From Edinburgh we took the Borders railway to Galashiels and jumped onto a bus that was heading back to Edinburgh. We only stayed on it for a few stops of course and stepped off in Innerleithen. There was time for coffee and cake outside in the sun, enjoying the outdoorsy vibe of this mountain bike-mad wee town.
Just south of Innerleithen we picked up the Minchmoor as the line of its old road cut across the fields and started to climb into the blue above. The Southern Upland Way, a long distance walking route, joins the Minchmoor here and we would use it over two days to walk back to Galashiels.
A steady climb put us on top of the ridge that we would follow eastwards. There were some undulations but mostly we were up and staying up. The top of the climb is called Resolution Point and its marked by a sculpture and arty circles created in the heather. It's an interesting spot, the area being part of a project to increase the black grouse population here.
Just beyond Resolution Point, we came to the Cheese Well where it was said that travellers in days gone by had to make offerings of cheese to the fairies here to ensure a safe passage. We didn't have cheese, at least not since we'd eaten our lunch at Resolution Point, but we did leave some coins which we placed on the marker stone. On a hot day, we were also glad to be able to fill our bottles here with the cool spring water.
This wonderful route meandered now along the top of the hills, making us feel like we were on the roof of the Borders. The sense of space and the expanse of the view was wonderful. It was such a quiet place as well, we hardly passed anybody all day and the busiest spot was the top of Minchmoor Hill where a few mountain bikers had escaped the lower, groomed trails of the biking centre below.
We walked on into the hot afternoon, stopping at one point to marvel at Wallace's Trench. We had read about it on the train journey down. It's an ancient defensive trench, protecting against attackers from the west, the way we had walked. Given how the old trench is, we were perhaps expecting to see some shallow markings in the heather that might indicate where it had been. We were impressed therefore to come across the trench pretty much intact and 5 or 6 feet deep, cutting right across our route and extending a little way down the hillside.

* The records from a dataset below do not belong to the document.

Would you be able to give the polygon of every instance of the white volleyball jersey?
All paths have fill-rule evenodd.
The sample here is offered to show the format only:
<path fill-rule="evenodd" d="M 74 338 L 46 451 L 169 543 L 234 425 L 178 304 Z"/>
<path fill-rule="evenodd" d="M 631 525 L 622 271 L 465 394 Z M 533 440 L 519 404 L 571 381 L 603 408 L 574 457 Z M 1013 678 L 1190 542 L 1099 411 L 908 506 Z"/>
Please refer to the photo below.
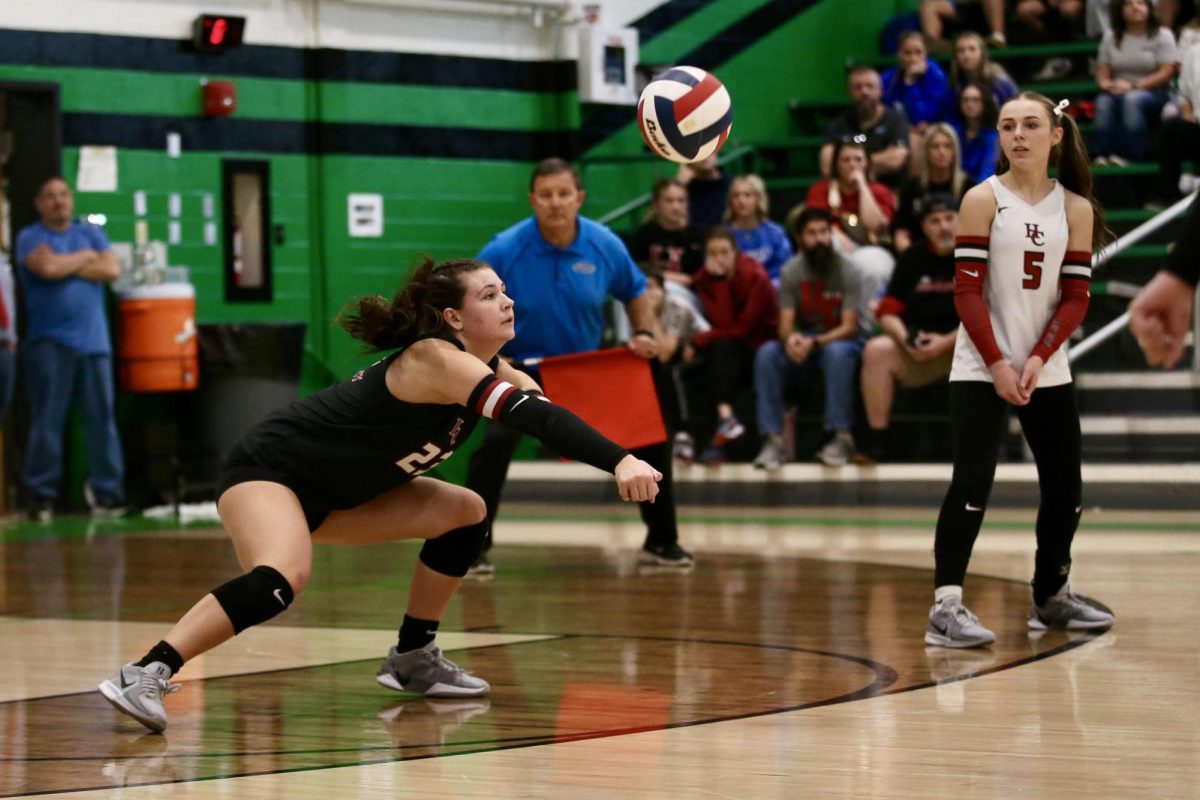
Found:
<path fill-rule="evenodd" d="M 996 345 L 1004 360 L 1020 373 L 1058 308 L 1058 280 L 1069 238 L 1066 194 L 1062 184 L 1055 181 L 1054 189 L 1041 202 L 1030 205 L 1006 189 L 995 175 L 987 179 L 987 184 L 996 197 L 996 216 L 988 242 L 960 243 L 955 256 L 987 258 L 983 301 Z M 1089 277 L 1091 269 L 1087 268 L 1086 273 L 1079 277 Z M 961 324 L 950 380 L 992 380 L 978 348 Z M 1070 382 L 1071 367 L 1063 345 L 1042 368 L 1037 385 L 1045 388 Z"/>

We walked on and on, through woods and over the gentle undulations of the ridge. We knew we had gone a fair distance east when the Eildon Hills came into view far ahead of us. We'd enjoyed a walk there just a couple of weeks ago so it was interesting to see them from a new angle.

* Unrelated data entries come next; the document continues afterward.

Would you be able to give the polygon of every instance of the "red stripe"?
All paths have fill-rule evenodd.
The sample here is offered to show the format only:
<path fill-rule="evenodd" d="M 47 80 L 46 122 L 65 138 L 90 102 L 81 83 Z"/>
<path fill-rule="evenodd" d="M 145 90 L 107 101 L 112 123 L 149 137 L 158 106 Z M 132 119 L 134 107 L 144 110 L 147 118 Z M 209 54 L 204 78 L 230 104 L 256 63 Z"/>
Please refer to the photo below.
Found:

By late afternoon we were nearing the end of the ridge and the climax of the day's walk, the Three Brethren. These huge stone cairns date from the 16th century and mark the boundaries of the three estates that meet at this point - Buccleuch, Yair and Selkirk. They're a stunning feature on what's already a beautiful spot.
Weary wanderers now, we dropped off the ridge and followed a path down the Philiphaugh Long burn to find a camp spot. Before the sun dipped behind the ridge, we sat outside drinking tea and cooking a hot supper. I surprised the boys later with a hot pudding of chocolate brownie and custard. It was the final act of the evening as the sun sank and we wrapped ourselves up in our sleeping bags. I think we were all pretty much asleep by lights out.

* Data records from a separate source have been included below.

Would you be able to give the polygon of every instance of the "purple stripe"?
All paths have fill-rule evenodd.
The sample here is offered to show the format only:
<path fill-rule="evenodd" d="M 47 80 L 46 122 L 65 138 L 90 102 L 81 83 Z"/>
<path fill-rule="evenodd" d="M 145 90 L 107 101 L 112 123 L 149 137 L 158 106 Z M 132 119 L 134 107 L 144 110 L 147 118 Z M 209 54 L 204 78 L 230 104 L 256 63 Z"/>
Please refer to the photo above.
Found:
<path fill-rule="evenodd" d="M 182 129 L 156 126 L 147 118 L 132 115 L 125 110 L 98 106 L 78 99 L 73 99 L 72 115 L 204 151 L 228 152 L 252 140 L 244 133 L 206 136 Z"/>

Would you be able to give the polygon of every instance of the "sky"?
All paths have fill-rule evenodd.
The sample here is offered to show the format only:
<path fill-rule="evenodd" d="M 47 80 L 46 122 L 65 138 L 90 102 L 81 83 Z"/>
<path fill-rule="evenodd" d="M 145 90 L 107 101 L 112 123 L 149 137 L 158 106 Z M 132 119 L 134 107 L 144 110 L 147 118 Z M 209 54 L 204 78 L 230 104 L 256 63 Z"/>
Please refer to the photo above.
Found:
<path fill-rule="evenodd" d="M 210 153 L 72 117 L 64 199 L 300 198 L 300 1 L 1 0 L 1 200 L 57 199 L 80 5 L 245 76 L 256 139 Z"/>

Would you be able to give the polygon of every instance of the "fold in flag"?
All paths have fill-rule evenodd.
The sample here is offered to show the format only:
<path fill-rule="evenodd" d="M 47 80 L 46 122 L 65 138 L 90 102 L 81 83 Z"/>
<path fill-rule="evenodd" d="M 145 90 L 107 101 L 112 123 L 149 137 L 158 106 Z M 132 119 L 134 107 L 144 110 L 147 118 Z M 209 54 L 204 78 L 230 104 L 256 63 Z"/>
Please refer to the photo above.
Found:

The following day was another cracker and we climbed back up to the ridge to rejoin the Southern Upland Way into Galashiels. The route was lovely, initially dropping down to Yair through springtime woods full of birdsong and then crossing the Tweed to make a gentle climb over the next series of low, rolling hills.
The path struck out across fields which were criss-crossed with drystone dykes. I loved the crossing points for walkers which were not the traditional gate but a series of stepping stones laid into the walls themselves. We must have used a dozen of these on the short leg into Galashiels.
After a final pull up a wee grassy hill, we were suddenly looking down on Galashiels. We ended the trip as we started ... with coffee and cake before catching the train home.
Start: Innerleithen. Train from Edinburgh to Galashiels. The bus interchange is right opposite the train station and the Edinburgh-bound bus stops at Innerleithen.
Route: We walked south out of Innerleithen on the B709 for about 2km. Just after Traquair there is a quaint three-way junction at the war memorial - turn left here to join the Minchmoor and the Southern Upland Way. The route is signed now all the way to Gala and stays high across the tops. It's worthwhile making the short detour to the Minchmoor viewpoint which is signed from the main route. This, Resolution Point, the Cheese Well and Wallace's Trench won't be missed as they are right on the route. The Minchmoor high level route ends at the Three Brethren. We dropped down to the right here to find water and a camp spot then retraced our steps next morning. From the Three Brethren we stayed on the Southern Upland Way through to Galashiels. It was a lovely walk through springtime woods down to Yair then over gentle open hills into Gala.
Tips: Nice coffee shop on the main street in Innerleithen opposite the junction for the B709. And nice coffee shop in Gala immediately behind the Interchange.